What´s DuckDuckGo secret?


Do you know DuckDuckGo?
Do you want to know their secrets?
I will tell you more, and you will know them more.

Let´s take this quote from FastColabs.

DuckDuckGo's Secret Weapon: Hardcore PrivacyWhen you do a search from DuckDuckGo's website or one of its mobile apps, it doesn't know who you are. There are no user accounts. Your IP address isn't logged by default. The site doesn't use search cookies to keep track of what you do over time or where else you go online. It doesn't save your search history. When you click on a link in DuckDuckGo's results, those websites won't see which search terms you used. The company even has its own Tor exit relay, allowing Tor users to search DuckDuckGo with less of a performance lag.5Simply put, they're hardcore about privacy.
But things didn't start out that way. Weinberg, who says he has "always been a privacy-minded person," wasn't particularly concerned with search privacy issues when he first started building the service. In fact, he knew very little about the matter at all. Then early users started asking questions.
"Some of the first questions I got were about privacy," Weinberg says. "I had launched and it was on Reddit and Hacker News. So it was tech-heavy and there were a lot of privacy-minded people."
Did the site use tracking cookies? Did it log IP addresses? These are things Weinberg hadn't thought much about, but clearly mattered to his newfound user base. So the self-described tech policy geek decided to dig deeper into the privacy practices of Google and other search engines. He didn't like what he learned.

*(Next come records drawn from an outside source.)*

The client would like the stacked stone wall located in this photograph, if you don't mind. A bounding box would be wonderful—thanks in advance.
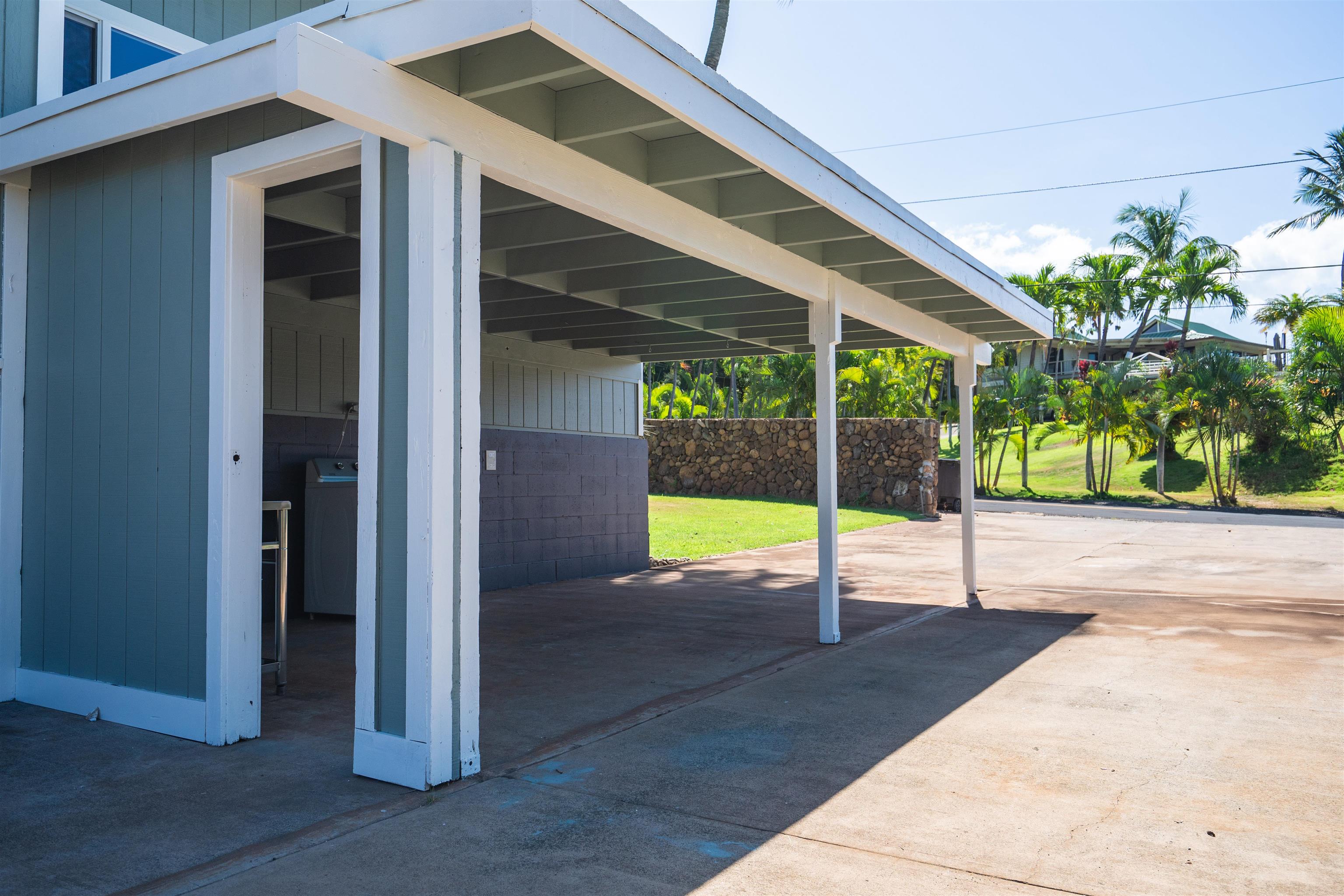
[644,418,938,516]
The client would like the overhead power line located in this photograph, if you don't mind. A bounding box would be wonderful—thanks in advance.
[900,158,1300,206]
[1013,262,1340,286]
[832,75,1344,156]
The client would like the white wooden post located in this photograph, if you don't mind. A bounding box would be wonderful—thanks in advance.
[355,134,383,736]
[206,172,265,747]
[808,278,840,644]
[0,183,28,700]
[956,355,976,600]
[406,141,481,786]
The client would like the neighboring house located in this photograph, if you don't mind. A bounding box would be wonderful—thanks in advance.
[1016,317,1271,379]
[1106,317,1270,361]
[0,0,1050,787]
[1015,330,1097,378]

"If you look at the logs of people's search sessions, they're the most personal thing on the Internet," Weinberg says. "Unlike Facebook, where you choose what to post, with search you're typing in medical and financial problems and all sorts of other things. You're not thinking about the privacy implications of your search history."

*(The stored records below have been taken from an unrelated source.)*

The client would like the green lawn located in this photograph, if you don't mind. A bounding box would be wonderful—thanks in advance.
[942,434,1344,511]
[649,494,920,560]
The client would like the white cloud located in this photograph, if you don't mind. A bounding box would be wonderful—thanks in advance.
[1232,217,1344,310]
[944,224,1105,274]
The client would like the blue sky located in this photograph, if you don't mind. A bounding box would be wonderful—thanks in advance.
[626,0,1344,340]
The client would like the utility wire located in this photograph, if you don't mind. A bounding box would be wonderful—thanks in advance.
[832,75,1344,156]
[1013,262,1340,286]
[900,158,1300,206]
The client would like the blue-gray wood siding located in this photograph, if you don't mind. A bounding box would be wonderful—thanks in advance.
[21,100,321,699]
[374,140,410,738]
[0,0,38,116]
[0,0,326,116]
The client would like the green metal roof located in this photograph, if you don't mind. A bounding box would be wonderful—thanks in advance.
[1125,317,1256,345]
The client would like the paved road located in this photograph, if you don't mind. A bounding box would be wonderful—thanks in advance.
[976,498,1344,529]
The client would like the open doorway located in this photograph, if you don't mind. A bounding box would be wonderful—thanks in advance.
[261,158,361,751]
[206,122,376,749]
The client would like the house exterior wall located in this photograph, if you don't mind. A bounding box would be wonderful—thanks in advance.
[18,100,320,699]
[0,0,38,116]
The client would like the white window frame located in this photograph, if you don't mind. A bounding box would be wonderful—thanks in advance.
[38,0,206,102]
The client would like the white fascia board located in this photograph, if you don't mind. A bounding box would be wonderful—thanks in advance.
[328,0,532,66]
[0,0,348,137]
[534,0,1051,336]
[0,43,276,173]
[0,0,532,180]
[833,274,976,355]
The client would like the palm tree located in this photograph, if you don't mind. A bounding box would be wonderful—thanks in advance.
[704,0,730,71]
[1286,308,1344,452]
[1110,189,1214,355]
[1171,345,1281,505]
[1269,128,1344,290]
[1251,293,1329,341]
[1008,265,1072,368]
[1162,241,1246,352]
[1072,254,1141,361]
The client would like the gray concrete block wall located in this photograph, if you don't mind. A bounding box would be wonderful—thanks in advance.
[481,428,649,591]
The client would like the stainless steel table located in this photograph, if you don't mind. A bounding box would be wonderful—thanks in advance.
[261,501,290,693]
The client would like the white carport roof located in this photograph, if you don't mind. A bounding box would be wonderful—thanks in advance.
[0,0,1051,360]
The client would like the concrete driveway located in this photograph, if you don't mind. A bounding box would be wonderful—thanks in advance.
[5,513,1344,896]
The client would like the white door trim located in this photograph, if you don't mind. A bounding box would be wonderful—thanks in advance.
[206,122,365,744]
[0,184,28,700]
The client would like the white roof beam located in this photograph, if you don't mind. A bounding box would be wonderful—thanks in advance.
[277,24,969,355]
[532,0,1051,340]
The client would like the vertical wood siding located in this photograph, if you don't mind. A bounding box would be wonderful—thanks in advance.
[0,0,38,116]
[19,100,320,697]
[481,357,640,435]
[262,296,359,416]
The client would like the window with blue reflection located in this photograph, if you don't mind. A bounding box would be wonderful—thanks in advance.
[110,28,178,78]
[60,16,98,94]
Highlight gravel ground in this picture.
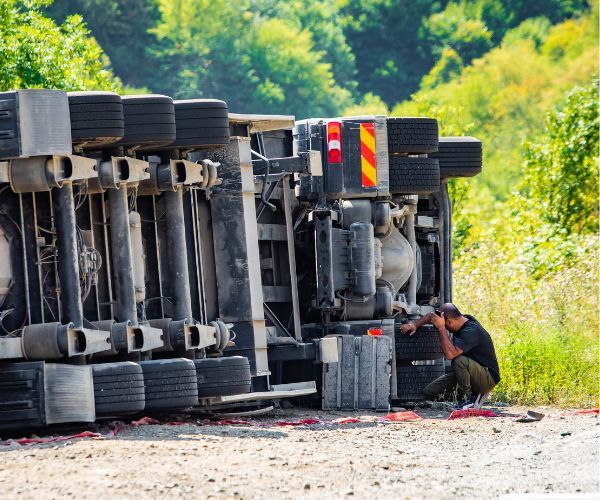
[0,407,600,499]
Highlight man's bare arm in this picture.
[400,313,433,335]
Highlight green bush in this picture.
[454,236,600,406]
[0,0,120,90]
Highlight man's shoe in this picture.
[473,392,490,408]
[454,399,473,410]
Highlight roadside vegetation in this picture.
[392,8,600,406]
[0,0,600,406]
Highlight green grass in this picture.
[454,236,600,407]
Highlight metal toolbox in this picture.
[322,335,392,411]
[0,89,72,160]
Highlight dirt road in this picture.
[0,408,600,499]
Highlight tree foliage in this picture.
[0,0,119,90]
[520,81,600,234]
[47,0,159,87]
[48,0,587,116]
[146,0,351,116]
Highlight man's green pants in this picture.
[423,356,496,400]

This common functionality, combined with the possibility for accidental data leaks and hacks, made Weinberg nervous. At the same time, he realized that it was still possible to build a viable business model around search without tracking users. One might not reach Google-levels of profitability without large-scale targeted advertising, but the fundamental logic of delivering search ads--user searches for motorcycles, you show them a motorcycle ad sold by keyword--is still sound. And, of course, the profitability of such a model only grows as more people search more.
It quickly became clear that taking a no-holds-barred approach to privacy would give DuckDuckGo a unique selling point as Google gobbled up more private user data. So the company positioned itself accordingly and started amassing attention as the issue of online privacy slowly ballooned in the public's consciousness.
"It was extreme at the time," Weinberg says. "And it still may be considered extreme by some people, but I think it's becoming less extreme nowadays. In the last year, it's become obvious why people don't want to be tracked."